How low can oil prices go? When pundits start competing to predict where the barrel will hit bottom, you know that a rebound is inevitable. It’s the inverse of what happens before a high-price bubble bursts. Only a few years ago forecasters were suggesting that oil might hit $300 a barrel.
The unpleasant reality is that petroleum prices are cyclical. Starting with the 1973-74 Arab oil embargo, they have been through six extremes. Because the peaks and the valleys both wreak financial havoc, producers and politicians imagine a Goldilocks ideal, with prices “just right”—not so high that legislators feel pressure to claw back “windfall profits,” and not so low that suppliers fall like dominoes, destroying jobs and tax revenue.
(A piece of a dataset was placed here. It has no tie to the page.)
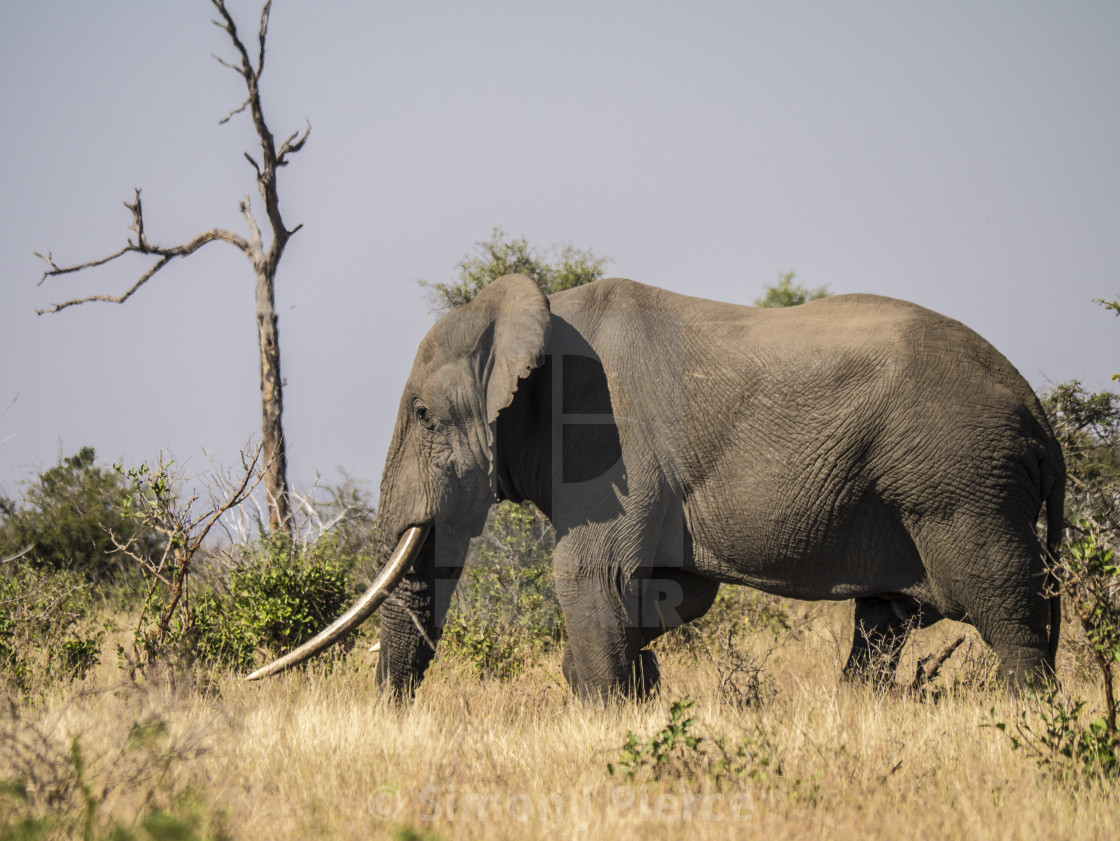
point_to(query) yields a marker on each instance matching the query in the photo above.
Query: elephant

The latter is what we’re seeing now, with oil falling below $30 a barrel. Survey the damage so far: More than 100,000 jobs are gone, most of them last year. The number of shale rigs in service has collapsed by 60%. Banks are worried about their oil loans. Shale states are readjusting budgets for shortfalls. About $200 billion of oil and gas assets are up for sale world-wide.
American shale oil companies—whose booming production is a principal cause of the global glut—have been hit hard. Last year two dozen defaulted and 15 filed for bankruptcy. Standard & Poor’s puts junk ratings on three-fourths of the oil and gas producers it monitors.
Here’s the big question, the one that makes this cycle different: What happens to shale oil? The jobs and revenues from America’s newest industry literally kept the country out of recession during the years of tepid growth that have characterized the current administration.